Don't put substantive docs after License. Once a reader hits License, scrolling stops.
Voice & structure
- One H1 only.
- Active voice, present tense.
- Code-first: show, then tell. A working snippet beats a paragraph of explanation.
- Short paragraphs; bullets and tables for scannability.
- Don't inline-novella. If a section runs past ~30 lines, link to deeper docs.
- GitHub admonitions (
> [!NOTE], > [!WARNING], > [!IMPORTANT]) for security/perf caveats and upgrade notes. Used heavily in awcodes/filament-curator and barryvdh/laravel-debugbar.
Audit pattern (canonical)
Run this when reviewing an existing README — at PR time, pre-release, or when something feels off.
- Diff against recent commits:
git log <last-tag>..HEAD --oneline.
- For each commit touching the public API, search the README for the changed name and update or remove stale references. Public API in a Laravel package: facade methods, console-command signatures, config keys, contract interfaces, traits/scopes, public class methods, event class names.
- Run every code block in the Install + Basic usage sections. Anything that errors or no longer compiles is a blocker.
- Check config keys mentioned in the README against the actual published config file. Removed keys must be removed from prose.
- Check version constraints (
requires PHP X.Y, Laravel A-B). Verify against composer.json.
- Check links — broken external links and dead anchors are the most common rot.
- If a feature was removed in this release window, scan the README for any mention of it and excise.

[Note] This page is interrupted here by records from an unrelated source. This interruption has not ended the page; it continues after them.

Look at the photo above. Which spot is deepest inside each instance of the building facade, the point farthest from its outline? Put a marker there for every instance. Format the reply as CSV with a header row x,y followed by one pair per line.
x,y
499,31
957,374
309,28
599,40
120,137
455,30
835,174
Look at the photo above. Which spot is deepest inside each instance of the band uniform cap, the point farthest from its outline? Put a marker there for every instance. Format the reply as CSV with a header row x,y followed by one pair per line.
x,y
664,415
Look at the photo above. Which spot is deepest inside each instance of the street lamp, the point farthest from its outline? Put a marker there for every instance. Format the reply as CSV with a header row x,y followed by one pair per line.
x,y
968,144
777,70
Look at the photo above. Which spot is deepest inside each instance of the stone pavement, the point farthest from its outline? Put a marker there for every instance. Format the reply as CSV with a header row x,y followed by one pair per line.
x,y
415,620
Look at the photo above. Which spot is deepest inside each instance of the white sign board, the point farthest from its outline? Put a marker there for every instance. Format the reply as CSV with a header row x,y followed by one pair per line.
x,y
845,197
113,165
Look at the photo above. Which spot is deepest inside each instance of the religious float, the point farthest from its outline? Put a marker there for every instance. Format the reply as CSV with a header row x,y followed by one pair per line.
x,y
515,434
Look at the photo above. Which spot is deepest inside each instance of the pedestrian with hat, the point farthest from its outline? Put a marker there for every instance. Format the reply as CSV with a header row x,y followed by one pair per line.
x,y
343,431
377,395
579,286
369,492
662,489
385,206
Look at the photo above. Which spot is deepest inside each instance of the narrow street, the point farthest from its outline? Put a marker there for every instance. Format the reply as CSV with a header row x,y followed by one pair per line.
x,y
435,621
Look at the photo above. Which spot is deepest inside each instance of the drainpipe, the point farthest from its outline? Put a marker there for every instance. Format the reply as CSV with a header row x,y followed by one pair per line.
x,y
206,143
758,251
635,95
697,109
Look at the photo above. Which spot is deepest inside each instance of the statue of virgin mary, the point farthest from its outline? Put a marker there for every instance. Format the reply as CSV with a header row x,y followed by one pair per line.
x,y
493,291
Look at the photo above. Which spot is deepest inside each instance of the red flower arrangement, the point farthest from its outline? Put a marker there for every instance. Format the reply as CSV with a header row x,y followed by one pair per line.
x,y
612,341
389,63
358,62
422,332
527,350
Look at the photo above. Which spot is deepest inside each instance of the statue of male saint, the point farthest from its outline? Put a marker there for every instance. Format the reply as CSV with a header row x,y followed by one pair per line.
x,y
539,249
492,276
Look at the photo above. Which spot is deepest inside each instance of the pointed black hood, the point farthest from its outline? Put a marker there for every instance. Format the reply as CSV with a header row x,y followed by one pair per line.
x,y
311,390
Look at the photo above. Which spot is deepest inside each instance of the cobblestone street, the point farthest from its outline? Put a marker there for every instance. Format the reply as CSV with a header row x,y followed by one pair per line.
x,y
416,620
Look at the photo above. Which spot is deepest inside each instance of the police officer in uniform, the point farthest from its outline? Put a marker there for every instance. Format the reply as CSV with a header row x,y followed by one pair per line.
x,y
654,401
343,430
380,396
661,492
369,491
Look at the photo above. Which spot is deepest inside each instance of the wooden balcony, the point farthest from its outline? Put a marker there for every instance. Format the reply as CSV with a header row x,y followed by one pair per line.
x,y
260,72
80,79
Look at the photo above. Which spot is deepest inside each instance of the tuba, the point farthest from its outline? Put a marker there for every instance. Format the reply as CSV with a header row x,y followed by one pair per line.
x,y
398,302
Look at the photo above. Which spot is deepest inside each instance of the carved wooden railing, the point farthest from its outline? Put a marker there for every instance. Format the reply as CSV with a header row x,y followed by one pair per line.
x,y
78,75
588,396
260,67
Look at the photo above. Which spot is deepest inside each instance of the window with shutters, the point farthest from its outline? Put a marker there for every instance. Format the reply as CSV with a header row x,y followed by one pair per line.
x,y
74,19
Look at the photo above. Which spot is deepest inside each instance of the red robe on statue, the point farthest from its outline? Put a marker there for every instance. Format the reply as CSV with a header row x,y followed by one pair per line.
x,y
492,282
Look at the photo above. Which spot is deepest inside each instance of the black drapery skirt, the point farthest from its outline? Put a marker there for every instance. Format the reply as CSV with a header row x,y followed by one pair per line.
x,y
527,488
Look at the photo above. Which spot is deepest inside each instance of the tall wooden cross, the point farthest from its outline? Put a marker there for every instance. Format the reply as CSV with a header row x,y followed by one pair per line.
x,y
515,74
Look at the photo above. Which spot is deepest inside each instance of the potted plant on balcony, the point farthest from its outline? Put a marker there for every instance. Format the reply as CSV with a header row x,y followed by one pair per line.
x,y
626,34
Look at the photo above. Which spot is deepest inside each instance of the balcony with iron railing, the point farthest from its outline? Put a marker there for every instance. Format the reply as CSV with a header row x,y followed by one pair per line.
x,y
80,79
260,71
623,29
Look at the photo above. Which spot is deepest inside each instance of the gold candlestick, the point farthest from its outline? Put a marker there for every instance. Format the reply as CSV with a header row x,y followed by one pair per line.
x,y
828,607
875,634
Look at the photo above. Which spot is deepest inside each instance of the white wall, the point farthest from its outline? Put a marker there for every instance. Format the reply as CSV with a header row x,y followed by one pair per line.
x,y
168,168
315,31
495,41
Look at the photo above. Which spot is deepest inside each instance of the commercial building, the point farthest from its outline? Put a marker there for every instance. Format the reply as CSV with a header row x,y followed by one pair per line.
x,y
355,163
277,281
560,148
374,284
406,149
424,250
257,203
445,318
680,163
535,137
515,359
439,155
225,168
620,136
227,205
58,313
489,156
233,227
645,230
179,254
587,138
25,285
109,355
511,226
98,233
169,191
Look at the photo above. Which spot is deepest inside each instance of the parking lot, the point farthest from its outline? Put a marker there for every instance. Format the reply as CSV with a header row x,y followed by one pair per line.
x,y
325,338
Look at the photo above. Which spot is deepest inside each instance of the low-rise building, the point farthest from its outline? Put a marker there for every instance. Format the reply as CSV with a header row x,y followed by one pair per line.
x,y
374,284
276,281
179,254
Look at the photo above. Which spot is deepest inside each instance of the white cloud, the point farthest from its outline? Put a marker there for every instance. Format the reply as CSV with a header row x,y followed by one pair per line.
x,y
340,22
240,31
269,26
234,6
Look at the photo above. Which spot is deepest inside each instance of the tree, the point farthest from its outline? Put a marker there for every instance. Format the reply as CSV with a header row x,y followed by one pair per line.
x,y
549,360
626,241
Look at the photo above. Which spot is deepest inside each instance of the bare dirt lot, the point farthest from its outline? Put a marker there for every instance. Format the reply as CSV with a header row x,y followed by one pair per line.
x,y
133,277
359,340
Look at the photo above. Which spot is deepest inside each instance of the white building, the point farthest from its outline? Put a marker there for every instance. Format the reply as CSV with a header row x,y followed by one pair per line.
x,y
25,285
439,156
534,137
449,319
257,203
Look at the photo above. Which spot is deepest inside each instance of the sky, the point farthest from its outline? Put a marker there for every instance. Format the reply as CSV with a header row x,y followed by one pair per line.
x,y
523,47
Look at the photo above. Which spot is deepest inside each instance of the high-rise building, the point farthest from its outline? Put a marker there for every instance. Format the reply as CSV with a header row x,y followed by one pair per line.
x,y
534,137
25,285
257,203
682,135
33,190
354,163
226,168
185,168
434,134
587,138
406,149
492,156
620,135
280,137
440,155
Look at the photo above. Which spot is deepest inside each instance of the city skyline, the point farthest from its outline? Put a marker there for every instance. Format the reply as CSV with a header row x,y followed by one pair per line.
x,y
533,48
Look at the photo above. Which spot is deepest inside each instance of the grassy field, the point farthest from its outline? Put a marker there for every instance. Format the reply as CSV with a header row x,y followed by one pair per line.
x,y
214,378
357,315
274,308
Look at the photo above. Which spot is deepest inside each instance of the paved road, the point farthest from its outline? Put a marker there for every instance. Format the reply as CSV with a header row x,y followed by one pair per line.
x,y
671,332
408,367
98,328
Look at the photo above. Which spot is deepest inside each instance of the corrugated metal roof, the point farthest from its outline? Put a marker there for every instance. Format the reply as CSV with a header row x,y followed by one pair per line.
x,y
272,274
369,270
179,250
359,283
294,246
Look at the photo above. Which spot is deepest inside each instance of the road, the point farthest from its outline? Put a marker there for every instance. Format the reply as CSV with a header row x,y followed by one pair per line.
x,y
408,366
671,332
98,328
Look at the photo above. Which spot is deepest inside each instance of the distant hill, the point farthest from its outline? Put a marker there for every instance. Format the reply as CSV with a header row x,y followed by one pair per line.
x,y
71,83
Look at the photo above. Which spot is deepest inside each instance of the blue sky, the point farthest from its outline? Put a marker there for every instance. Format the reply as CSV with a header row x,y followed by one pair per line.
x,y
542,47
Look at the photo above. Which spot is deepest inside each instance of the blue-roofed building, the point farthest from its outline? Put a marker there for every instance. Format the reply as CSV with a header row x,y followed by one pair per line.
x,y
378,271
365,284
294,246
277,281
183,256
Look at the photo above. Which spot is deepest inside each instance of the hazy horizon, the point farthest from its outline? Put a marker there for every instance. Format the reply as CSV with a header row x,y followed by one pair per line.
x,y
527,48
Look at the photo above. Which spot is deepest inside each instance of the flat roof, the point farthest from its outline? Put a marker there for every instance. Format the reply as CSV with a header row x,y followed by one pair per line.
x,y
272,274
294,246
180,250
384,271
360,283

Pass criteria: no stale claims, all install + usage code blocks run, no broken links.
Common mistakes
| Mistake | Why it's bad |
|---|
| "TODO" / "Coming soon" sections shipped | Signals abandonment; remove until ready |
| Multiple H1s | Breaks anchor links and TOCs |
| Code blocks without language tag | No syntax highlighting |
| Stale install command after vendor rename | Breaks every new user |
Version matrix table that doesn't match composer.json | Worse than no matrix |
| Inline screenshots without alt text | Inaccessible |
| Duplicate badges (one row top, one row bottom) | Visual noise |
Cross-refs
release-notes skill — when you ship changes that need a release body.
lean-dist skill — .gitattributes export-ignore keeps .ai/, .claude/, etc. out of composer archive.
package-development skill — Laravel package conventions, Testbench harness.